Filistin’de tarikat erbabını dini ve resmî günlerde davet etmek Osmanlı döneminde yaygın bir adetti. Örneğin Ramazanın son cumasında zikirler ve ayinler yapmak için zengin aileler kendilerine yakın tarikat erbabını evlerinde ağırlardı. Osmanlı’dan sonraki dönemlerde bu davetler resmi günlerle, kadir gecesi ve mevlid kandiliyle sınırlandı. 1948 sonrasındaki işgal yıllarında diğer yapılar gibi zaviyeler de çok büyük zarar gördü ve yıkıma maruz kaldı. Geçmişe göre çok az zâviye varlıklarını devam ettirebilmiştir.

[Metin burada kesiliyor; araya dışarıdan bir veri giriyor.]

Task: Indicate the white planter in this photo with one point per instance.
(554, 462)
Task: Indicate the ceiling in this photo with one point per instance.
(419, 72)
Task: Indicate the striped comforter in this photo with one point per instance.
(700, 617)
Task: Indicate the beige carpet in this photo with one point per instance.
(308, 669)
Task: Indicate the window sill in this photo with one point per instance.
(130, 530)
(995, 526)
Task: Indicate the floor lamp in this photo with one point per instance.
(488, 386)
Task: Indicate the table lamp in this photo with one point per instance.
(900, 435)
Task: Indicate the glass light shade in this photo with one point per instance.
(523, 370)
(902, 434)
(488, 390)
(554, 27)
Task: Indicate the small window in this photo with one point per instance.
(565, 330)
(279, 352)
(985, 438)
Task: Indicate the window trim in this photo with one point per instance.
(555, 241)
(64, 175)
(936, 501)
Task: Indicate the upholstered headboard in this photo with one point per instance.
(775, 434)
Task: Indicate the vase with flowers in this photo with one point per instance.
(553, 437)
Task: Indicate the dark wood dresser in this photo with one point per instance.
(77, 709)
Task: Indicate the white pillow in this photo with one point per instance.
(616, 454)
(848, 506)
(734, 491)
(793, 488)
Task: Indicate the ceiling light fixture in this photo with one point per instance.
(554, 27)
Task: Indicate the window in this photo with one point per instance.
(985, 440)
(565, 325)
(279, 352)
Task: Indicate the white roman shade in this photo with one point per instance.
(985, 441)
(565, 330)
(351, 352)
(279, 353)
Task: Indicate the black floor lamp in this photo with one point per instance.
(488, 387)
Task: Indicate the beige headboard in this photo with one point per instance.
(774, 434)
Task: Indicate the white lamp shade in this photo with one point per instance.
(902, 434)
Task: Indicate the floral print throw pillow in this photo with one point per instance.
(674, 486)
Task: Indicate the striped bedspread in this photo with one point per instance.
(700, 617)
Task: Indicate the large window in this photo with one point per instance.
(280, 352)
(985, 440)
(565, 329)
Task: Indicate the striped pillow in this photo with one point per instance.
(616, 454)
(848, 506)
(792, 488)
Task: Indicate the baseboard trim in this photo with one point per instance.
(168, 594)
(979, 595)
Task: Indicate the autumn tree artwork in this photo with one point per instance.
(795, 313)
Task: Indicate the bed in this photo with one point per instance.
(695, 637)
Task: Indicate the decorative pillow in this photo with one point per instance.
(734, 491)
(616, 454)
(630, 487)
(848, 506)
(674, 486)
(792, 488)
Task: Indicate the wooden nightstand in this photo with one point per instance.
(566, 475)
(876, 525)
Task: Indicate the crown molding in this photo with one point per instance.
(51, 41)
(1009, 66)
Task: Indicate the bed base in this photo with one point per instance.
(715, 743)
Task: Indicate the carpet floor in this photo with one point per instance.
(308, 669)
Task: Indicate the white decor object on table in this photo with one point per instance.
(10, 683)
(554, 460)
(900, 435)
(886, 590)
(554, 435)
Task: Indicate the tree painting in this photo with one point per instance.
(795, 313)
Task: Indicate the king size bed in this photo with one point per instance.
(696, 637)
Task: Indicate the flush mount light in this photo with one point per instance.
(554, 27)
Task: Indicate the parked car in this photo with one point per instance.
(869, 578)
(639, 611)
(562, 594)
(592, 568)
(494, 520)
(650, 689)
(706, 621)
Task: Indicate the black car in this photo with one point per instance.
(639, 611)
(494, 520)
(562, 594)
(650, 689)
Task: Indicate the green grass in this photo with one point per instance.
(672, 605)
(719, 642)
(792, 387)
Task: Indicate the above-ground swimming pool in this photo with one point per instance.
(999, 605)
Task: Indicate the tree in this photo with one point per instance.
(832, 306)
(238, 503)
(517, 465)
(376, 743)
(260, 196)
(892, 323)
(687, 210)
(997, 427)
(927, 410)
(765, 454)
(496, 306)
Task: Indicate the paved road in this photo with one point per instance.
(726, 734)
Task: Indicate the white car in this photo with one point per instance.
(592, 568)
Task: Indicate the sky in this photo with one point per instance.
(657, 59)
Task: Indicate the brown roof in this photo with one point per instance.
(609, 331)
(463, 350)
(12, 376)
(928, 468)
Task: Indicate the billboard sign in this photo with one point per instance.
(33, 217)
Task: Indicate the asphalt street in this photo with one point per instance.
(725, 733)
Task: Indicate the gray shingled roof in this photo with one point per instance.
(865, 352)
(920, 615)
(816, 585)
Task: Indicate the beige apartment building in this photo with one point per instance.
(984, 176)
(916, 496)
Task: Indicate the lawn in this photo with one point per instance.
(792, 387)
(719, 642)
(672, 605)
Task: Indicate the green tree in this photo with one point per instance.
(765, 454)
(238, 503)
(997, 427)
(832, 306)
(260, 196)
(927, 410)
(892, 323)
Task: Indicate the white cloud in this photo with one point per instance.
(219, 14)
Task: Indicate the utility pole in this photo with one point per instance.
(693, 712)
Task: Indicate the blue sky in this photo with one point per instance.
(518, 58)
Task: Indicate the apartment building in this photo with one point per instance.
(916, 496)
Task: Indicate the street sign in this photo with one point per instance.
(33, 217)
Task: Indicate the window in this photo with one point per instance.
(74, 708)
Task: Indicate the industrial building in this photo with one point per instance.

Tarihte büyük sûf ve mürîdleri Beyt-i Makdis’e ziyarette bulunmuşlar ve bir kısmı burada ikâmet ederek zâviyeler, tekkeler ve hangâhlar inşa etmişlerdir. Kudüs’teki sûfîler de tasavvufa dair kitaplar, risaleler yazmışlardır. Tasavvufa alakalı Kudüs’te birçok yazma eser olduğu yapılan çalışmalarla tespit edilmiştir. Burada kısaca İsrâ ve Mîrâc hadisesine tasavvufî bakışla değinmekte yarar vardır. Bilindiği üzere Kudüs şehrinin Müslümanlar açısından kutsallığında İsrâ ve Mîrâc hadisesi başta gelir. Bu sebeple Peygamber Efendimiz’in İsrâ ve Mîrâcı üzerine birçok eser kaleme alınmıştır. Sûfîler de konuyla alakalı önemli metinler ortaya koymuşlardır. Tasavvufî açıdan İsrâ ve Mîrâc hakkında müstakil kitap yazan sûfîlerin başında ise Muhyiddîn İbn el-Arabî (ö. 638) gelir. İbnü’l-Arabî’nin, hadiseye getirdiği yorumlar sonraki sûfîleri etkilemiş ve onun eseri başta gelen kaynaklardan biri olmuştur. İbnü’l-Arabî, eserlerinde Rasûlüllah’ın mîrâcından hareketle velîlerin mîrâcını anlattığı gibi bizzat kendisinin farklı mîraclarını detaylı bir şekilde anlatmaktadır. İbnü’l-Arabî’ye göre Burak; ilâhî muhabbeti sembolize eder. Mescid-i Aksâ; nûr-i ilâhî, Rasûlüllah’a peygamberlerin uyması ve orada Burak’ın beklemesi; kalp sâfyetine işârettir. Efendimiz’in süt içmesi leddünî yani keşfî ilme delâlet eder. Semâ kapılarının çalınması; nefs mücâhedesine işârettir. Sidretü’l-Müntehâ’ya ulaşması ve meyvelerden doyması îmânı sembolize eder. İsmail Hakkı Bursevî, ise Peygamber Efendimiz’in (as) üzerinden semâya yükseldiği kayaya dikkat çeker. Ona göre bu kaya sıradan bir kaya olmayıp, önemli bir şeyin işaretidir. Bursevî’nin görüşüne göre dünyadaki suların merkezi tam bu kayanın altında yer alır. Bütün sular bu merkezden dünyaya taksim edilir. Su ile rahmet arasında bağlantı kuran Bursevî, Rasûlüllah’ın âlemlere rahmet olmasını hatırlatır. Kayaya “Sahratullah” denilmesi de Rasûlüllah’a (as) hürmet anlamına gelir. Bursevî buna örnek olarak Kâbe’ye “Beytullah” denilmesini hatırlatır. Bunun anlamı ise Hz. İbrâhim’e hürmet demektir.

C.Kudüs Sûfîleri

Filistin İslam âleminin hayatî önem taşıyan bir merkezidir. Bölgenin sakinleri bu coğraf alanda İslam medeniyetinin uzantısı olarak yer alırlar. Filistinlileri diğer Müslümanlardan farklı kılan, siyasi olaylar ve İsrail işgali sebebiyle hayatlarını güvensiz bir şekilde devam ettirmek zorunda kalışlarıdır.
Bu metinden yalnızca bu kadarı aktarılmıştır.